Je joins ici la liste des tripotiers, que mes anges me demandent ; j’y joins aussi un petit extrait pour la Gazette litérraire, dont j’envoie le double à M. Arnaud ; je l’ai cru digne de votre curiosité. Tout Ferney (au curé près) remercie mes anges et M. le duc de Praslin. Bien est-il vrai que M. le duc de Praslin m’a fait tenir hier un petit paquet de je ne sais où, et qui contient les Sermons dont j’envoie l’extrait ; mais pour le gros paquet délivré à M. le comte de Guercliy par Paul Vaillant, shérif de Londres, je n’en ai point de nouvelle ; et tout ce que je peux faire, c’est de joindre ici un petit mémoire de ce que contenait ce tardif paquet, qui était préparé depuis six mois, et qui viendra probablement en qualité d’almanach de l’année passée. Mes yeux sont encore en très-mauvais état ; mais dès que j’aurai des yeux et des livres nouveaux, je fournirai à M. l’abbé Arnaud[1] tous les mémoires dont je pourrai m’aviser.
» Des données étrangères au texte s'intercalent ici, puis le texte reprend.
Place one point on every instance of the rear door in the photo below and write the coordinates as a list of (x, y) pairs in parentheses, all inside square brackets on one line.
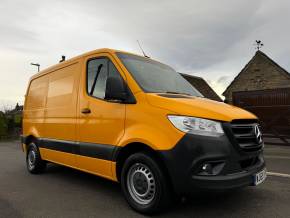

N. B. Pour peu qu’il y ait encore de bonne foi chez les hommes, mes anges doivent avoir reçu un double des Trois Manières. M. Janel lui-même doit leur avoir envoyé deux Olympie ; plus, des remontrances sur Olympie, accompagnées d’une lettre. Il y avait aussi une lettre avec les Trois Manières, dans un paquet adressé à M. de Courteilles. Si rien de tout cela n’est arrivé, à quel saint désormais avoir recours ? Je présente à mes anges la plus respectueuse tendresse.

  1. Pour la Gazette littéraire ; voyez tome XXV. page 151.